Paramount Years (1951-1955)


French poster

When Worlds Collide (1951)

While waiting for Destination Moon to finish the special effects sequences, Pal acquired the rights to When Worlds Collide from Paramount and was trying to convince studios to film it. No one was interested as it was thought that Destination Moon would be a flop. Paramount executives had turned down Pal's Destination Moon project, but when they saw the lines going around the block when it opened they realized their error and immediately negotiated a deal with Pal for When Worlds Collide.

When Worlds Collide was a fun film for George. Filming was smooth and the effects crew produced incredible shots depicting the destruction of the Earth. With the announcement of George receiving an Oscar for effects on Destination Moon, Paramount was anxious for Pal to finish When Worlds Collide. Script changes were made and the ending was altered.

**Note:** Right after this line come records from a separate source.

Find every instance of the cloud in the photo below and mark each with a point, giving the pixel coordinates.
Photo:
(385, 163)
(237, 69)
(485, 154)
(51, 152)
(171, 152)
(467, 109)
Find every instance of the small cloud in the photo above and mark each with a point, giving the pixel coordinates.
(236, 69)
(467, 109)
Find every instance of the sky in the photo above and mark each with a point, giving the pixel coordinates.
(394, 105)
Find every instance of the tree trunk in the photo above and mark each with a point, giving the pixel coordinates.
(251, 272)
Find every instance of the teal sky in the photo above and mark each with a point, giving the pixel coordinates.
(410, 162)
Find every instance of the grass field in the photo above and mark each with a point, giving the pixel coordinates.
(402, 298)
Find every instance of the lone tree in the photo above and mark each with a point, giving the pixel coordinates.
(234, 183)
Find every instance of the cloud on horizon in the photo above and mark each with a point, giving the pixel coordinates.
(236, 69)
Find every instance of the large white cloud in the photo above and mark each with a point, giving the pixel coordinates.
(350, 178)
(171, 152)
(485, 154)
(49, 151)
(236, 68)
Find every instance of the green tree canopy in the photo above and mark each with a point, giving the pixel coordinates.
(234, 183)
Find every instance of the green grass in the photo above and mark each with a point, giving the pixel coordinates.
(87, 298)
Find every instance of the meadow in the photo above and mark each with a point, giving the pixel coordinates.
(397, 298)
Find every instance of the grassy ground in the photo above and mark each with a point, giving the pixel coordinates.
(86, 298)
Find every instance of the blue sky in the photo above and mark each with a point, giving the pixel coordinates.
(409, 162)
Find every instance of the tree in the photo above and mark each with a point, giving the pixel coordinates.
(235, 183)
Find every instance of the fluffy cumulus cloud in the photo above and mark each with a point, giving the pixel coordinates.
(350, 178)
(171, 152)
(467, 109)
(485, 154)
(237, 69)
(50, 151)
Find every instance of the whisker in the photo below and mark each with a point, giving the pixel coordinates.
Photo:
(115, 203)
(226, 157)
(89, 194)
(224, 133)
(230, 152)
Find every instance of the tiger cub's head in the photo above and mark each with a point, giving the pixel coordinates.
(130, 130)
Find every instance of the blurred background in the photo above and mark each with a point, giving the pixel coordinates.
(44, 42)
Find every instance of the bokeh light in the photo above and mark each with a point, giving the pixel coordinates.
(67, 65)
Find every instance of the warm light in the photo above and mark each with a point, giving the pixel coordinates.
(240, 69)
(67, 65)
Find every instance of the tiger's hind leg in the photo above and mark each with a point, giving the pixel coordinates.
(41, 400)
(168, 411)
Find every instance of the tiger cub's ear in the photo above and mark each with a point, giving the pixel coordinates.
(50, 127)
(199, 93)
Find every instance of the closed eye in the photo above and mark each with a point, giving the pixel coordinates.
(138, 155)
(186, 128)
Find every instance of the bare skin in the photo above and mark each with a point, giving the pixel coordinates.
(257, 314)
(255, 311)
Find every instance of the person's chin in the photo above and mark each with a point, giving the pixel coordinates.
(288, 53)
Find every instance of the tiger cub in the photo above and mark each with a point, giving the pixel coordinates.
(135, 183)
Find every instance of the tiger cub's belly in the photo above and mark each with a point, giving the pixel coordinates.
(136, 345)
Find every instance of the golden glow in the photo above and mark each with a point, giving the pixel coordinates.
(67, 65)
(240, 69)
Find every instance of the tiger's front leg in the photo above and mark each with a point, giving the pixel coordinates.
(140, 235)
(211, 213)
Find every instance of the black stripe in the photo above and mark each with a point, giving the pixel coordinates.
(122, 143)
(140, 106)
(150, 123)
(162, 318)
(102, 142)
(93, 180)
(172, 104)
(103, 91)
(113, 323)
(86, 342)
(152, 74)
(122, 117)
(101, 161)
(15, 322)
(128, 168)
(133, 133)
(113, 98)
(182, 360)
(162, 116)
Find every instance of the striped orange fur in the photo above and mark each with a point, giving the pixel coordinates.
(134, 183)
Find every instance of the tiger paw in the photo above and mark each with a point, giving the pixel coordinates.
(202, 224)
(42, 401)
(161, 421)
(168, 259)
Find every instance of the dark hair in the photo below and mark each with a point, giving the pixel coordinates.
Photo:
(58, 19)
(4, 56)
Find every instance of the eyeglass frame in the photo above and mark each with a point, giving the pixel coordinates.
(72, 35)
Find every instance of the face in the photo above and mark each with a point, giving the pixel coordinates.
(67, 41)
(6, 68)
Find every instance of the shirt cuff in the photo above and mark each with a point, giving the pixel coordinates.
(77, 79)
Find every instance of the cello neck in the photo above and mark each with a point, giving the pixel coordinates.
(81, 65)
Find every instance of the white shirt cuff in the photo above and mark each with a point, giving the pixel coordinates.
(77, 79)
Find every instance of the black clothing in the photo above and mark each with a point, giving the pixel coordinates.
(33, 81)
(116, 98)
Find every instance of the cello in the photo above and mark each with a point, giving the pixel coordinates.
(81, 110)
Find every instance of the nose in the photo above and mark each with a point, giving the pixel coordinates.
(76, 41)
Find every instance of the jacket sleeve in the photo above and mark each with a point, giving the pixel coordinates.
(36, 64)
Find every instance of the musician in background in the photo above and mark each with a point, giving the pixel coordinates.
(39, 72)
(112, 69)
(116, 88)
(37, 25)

Chesley Bonestell, who had been doing production drawings for the film had created a painting which was to be used to build a miniature set for the final scenes, Paramount pushed for the completion of the film and the painting was cut into the film for a preview audience. The audience was enthusiastic at the screening so the print remained as it was.

War of the Worlds (1953)


1953 Paperback
After the success of When Worlds Collide and Pal's second Oscar, Pal considered filming the sequel, After Worlds Collide, and even got Paramount to purchase the rights. Paramount eventually shelved the project in favor of War of the Worlds. Paramount had originally purchased the rights from H.G. Wells in 1925 in hopes of having it done by Cecil B. DeMille.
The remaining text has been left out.